No Rio Grande do Norte, mais de 20 mil inscritos no Cadastro Único (CadÚnico) estão sem o Cadastro de Pessoas Físicas (CPF) e têm até setembro de 2025 para regularizar a situação, sob risco de exclusão dos programas sociais do Governo Federal. A exigência decorre da lei federal nº 14.534, de 2023, que estabelece o CPF como número único de identificação nos bancos de dados públicos.
Desde março de 2025, o CPF tornou-se obrigatório para inclusão e atualização no CadÚnico, sendo a chave principal de identificação no novo sistema do Cadastro Único. Quem não atualizar o cadastro com o CPF dentro do prazo poderá ser excluído, ficando inelegível para benefícios sociais, incluindo grupos tradicionais como indígenas, quilombolas e agricultores familiares.

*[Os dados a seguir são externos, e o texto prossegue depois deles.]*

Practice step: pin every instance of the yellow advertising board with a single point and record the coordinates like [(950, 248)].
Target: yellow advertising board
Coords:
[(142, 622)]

Para evitar essa exclusão, a Secretaria do Trabalho, Habitação e Assistência Social (SETHAS) do RN tem orientado municípios e realizado articulações com órgãos como o ITEP e a Defensoria Pública para facilitar a emissão do CPF aos cidadãos. A população deve procurar as secretarias municipais de assistência social, os postos do CadÚnico e os CRAS para iniciar a regularização.
Além disso, o Governo Federal está estruturando um plano nacional para garantir o acesso a documentos civis essenciais para pessoas de baixa renda, contemplando CPF e registro de nascimento. Desde janeiro, os municípios receberam orientações para a adaptação ao novo sistema do CadÚnico, que mantém um status “aguardando CPF” até a regularização.
A inscrição definitiva no Cadastro Único e o direito aos programas sociais só serão garantidos após a comprovação do CPF, consolidando o documento como requisito indispensável para a identificação e acesso a políticas públicas no Brasil.